Thon germon : les pêcheurs du Pays basque espagnol protestent contre les flottes française et irlandaise. La campagne de pêche au thon germon dans la mer cantabrique s’est terminée sur fond de vives protestations de la part des pêcheurs basques espagnols. Ces derniers accusent en effet les flottes française et irlandaise de pratiquer une pêche sans contrôle et non sélective dans ces eaux, et d’utiliser, depuis deux ans, des chaluts pélagiques à la limite des 12 milles nautiques des eaux espagnoles. Selon eux, cette technique de pêche peu sélective, qui « ramassent tout sur son passage » et conduit à la capture d’espèces non commercialisables (y compris des espèces protégées comme les tortues, les dauphins ou les baleines), et donc à de nombreux rejets en mer, aurait un impact très négatif sur les populations de thon germon, principale ressource de la flotte côtière de la mer de Cantabrie. Les représentants des pêcheurs auraient même envoyé des vidéos à Bruxelles afin de dénoncer l’utilisation de cette technique de pêche, alors que la flotte basque utilise des techniques plus traditionnelles et beaucoup plus respectueuses de l’environnement. Le Président des associations de pêcheurs de Biscaye a déclaré que pour les prochaines campagnes, il sera nécessaire de réviser les quotas de pêche qui leur sont assignés et de renforcer les contrôles de l’activité des flottes pélagiques. Les flottes de la mer de Cantabrie et des îles Canaries ont bénéficié cette année d’un quota de 14 196 t. Au 2 octobre, près de 13 000 t avaient déjà été débarquées dans les ports de Cantabrie et des Canaries.

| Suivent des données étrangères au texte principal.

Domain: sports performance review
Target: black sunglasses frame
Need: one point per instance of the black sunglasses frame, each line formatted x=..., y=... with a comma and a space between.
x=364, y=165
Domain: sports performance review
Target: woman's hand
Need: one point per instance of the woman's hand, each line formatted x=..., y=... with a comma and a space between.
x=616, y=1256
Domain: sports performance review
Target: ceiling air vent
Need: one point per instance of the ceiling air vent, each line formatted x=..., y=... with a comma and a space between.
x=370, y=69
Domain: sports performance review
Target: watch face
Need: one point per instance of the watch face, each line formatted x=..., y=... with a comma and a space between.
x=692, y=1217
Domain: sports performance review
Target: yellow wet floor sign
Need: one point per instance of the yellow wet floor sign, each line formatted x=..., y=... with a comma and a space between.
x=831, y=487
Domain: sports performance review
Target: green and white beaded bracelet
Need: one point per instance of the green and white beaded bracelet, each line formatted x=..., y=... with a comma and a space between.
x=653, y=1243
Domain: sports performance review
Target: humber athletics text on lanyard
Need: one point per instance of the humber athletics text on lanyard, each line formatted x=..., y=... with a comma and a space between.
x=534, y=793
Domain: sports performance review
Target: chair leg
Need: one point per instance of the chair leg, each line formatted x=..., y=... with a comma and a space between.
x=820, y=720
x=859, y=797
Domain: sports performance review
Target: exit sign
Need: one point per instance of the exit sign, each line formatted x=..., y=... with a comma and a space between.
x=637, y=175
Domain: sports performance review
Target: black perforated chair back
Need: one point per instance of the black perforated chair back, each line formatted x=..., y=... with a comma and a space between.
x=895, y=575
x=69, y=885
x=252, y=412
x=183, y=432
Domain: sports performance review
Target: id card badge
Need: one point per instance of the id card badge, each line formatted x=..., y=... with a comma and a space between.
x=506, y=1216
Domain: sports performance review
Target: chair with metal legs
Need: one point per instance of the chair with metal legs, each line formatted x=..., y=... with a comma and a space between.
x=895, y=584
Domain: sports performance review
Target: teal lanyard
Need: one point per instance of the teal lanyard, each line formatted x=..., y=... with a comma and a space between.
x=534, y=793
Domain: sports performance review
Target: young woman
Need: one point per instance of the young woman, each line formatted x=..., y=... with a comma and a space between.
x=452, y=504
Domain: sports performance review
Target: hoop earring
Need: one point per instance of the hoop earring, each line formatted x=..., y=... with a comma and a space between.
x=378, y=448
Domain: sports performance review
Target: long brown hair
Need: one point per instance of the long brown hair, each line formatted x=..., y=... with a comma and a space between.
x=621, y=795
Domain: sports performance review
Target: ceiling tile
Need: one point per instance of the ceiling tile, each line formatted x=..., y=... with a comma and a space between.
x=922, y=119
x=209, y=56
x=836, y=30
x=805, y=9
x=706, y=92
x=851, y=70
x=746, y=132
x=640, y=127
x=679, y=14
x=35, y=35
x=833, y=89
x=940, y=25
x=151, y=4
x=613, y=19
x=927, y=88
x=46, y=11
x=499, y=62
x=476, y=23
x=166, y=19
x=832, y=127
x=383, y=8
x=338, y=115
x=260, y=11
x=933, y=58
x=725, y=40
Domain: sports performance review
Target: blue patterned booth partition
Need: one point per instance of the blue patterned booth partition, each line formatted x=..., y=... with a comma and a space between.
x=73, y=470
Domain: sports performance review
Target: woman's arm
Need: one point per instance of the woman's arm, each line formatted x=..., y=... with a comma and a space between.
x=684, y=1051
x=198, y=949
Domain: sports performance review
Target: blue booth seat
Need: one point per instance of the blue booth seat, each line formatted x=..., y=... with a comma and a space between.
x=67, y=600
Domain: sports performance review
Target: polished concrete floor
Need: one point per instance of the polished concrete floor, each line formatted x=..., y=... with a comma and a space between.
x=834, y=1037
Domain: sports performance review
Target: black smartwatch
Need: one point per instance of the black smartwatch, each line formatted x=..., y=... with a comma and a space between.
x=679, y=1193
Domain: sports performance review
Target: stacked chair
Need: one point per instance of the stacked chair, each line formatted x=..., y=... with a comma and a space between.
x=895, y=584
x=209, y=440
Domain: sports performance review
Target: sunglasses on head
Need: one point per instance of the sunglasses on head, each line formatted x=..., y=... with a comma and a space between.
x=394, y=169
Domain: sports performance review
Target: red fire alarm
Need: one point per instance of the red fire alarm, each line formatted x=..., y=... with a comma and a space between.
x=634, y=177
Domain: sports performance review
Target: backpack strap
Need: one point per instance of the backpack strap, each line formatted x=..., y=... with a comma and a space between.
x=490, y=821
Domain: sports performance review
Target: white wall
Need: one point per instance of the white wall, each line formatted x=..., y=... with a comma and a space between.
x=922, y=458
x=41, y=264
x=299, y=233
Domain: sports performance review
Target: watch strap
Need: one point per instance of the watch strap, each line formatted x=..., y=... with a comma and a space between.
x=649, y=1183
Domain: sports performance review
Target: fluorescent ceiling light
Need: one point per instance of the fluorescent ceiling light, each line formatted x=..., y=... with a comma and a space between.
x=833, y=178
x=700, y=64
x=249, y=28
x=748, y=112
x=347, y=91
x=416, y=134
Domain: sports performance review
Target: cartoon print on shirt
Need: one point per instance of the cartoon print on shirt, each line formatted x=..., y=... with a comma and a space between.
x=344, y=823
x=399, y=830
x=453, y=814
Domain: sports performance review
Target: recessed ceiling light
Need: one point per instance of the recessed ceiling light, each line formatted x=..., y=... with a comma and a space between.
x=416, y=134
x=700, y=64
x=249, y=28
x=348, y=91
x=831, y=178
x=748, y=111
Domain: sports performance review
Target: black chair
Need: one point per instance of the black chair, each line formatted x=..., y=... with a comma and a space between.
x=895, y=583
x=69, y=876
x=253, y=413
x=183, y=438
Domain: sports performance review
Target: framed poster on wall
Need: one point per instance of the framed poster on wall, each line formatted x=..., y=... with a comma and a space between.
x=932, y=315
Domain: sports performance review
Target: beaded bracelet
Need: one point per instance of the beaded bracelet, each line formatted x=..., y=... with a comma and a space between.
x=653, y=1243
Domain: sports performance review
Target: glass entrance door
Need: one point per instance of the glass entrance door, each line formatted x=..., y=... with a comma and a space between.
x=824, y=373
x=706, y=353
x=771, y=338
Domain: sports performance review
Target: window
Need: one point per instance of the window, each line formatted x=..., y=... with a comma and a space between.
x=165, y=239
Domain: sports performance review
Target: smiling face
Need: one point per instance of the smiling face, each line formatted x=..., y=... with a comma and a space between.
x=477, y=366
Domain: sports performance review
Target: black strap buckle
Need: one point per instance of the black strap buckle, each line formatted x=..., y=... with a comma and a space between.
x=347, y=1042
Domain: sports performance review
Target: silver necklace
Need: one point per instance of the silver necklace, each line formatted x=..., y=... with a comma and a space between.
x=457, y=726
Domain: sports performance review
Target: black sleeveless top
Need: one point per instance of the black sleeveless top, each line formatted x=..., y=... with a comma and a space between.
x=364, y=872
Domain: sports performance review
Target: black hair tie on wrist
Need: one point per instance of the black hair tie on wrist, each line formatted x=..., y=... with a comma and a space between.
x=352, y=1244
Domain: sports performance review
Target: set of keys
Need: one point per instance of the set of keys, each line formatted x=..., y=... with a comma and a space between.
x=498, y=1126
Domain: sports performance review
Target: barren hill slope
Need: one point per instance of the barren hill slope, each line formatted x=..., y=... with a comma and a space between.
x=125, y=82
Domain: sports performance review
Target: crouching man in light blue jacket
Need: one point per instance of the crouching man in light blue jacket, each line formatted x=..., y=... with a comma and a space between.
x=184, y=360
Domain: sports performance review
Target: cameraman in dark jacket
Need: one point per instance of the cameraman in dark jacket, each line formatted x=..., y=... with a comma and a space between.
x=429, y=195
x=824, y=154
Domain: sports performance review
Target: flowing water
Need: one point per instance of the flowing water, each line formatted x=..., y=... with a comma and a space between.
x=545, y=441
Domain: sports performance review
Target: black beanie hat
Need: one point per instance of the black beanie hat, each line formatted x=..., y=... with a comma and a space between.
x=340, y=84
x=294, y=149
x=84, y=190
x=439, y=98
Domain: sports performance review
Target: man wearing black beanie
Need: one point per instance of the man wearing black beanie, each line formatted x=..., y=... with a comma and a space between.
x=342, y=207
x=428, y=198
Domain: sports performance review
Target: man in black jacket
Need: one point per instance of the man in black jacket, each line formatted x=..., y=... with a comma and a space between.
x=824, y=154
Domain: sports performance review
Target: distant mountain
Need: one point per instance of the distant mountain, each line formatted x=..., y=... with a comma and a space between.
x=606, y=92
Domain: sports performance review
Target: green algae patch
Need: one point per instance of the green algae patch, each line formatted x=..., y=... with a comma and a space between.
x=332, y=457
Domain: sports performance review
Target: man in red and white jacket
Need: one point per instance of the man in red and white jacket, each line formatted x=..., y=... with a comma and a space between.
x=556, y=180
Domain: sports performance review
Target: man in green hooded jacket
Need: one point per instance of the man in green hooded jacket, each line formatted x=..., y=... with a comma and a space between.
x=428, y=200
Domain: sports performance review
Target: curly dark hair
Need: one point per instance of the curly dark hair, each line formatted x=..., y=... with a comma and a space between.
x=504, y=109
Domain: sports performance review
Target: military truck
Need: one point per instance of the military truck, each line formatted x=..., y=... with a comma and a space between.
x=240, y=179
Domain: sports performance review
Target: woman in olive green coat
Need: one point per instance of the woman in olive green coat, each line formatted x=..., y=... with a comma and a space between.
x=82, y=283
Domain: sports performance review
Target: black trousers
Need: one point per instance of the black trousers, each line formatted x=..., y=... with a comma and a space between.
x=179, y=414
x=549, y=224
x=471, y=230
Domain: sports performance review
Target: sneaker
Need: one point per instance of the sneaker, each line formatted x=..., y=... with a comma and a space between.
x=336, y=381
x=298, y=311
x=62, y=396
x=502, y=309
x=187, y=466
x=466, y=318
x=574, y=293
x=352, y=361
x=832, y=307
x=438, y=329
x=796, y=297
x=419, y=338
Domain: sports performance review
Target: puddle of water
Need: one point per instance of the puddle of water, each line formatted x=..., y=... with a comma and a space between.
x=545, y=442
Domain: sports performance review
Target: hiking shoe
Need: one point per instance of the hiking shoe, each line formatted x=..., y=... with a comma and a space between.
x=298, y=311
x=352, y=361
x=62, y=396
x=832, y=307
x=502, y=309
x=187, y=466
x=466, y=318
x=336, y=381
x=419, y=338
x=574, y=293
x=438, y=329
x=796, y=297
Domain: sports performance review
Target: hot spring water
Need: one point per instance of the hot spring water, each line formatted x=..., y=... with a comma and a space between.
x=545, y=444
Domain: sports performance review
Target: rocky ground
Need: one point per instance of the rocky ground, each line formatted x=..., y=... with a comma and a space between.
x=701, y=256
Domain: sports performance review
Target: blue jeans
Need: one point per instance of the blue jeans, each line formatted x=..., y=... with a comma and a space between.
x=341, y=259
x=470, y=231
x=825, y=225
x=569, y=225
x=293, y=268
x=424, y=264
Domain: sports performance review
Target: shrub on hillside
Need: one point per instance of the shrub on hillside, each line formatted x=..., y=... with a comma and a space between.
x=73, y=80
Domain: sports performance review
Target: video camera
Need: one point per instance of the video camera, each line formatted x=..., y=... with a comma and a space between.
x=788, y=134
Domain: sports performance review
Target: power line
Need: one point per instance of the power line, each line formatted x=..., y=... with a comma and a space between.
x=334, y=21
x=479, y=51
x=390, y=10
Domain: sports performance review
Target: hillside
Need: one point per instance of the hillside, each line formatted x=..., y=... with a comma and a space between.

Thon rouge : les madragues traditionnelles de la côte de Cadix entendent se développer en 2018. La ville de Cadix (Andalousie) espère mettre en activité une cinquième madrague (« almadraba ») en 2018. Cette technique de pêche côtière artisanale et ancestrale en Méditerranée, d’une surface de 2 000 m2, est composée d’un ensemble de filets fixes conçus pour piéger les thons rouges qui migrent au printemps et l’été en longeant la côte andalouse. Dans un communiqué, Francisco Menacho, porte-parole adjoint du PSOE au Sénat, a indiqué espérer que la prochaine réunion de l’ICCAT à Marrakech permettra de reconnaitre les efforts des pêcheurs andalous en faveur de la récupération des stocks de thon rouge, et de leur octroyer des quotas supplémentaires pour cette espèce dès 2018.

Le Gouvernement basque prévoit 1,8 M€ en faveur des projets de développement de la pêche et de l’aquaculture, dont 1,5 M€ d’aides du FEAMP et 275 250 € d’aides régionales. Pour être éligibles, les projets doivent favoriser les activités nautiques, promouvoir les produits de la pêche locale, protéger l’environnement et l’espace côtier, et promouvoir le patrimoine culturel maritime.

La Galice augmente son budget de pêche de plus de 9%, afin d’améliorer la compétitivité de sa filière. En 2018, plus de 155 M€ seront ainsi réservés pour renforcer en priorité la transformation et la commercialisation (+55%), l’installation des jeunes (+50%) et les infrastructures portuaires (+46%). Par ailleurs, plus de 6 M€ (+18%) seront dédiés à la protection, à la gestion et au suivi des zones de production conchylicole. Enfin, plus de 14 M€ (+7,7%) permettront de diversifier et développer les zones de pêche.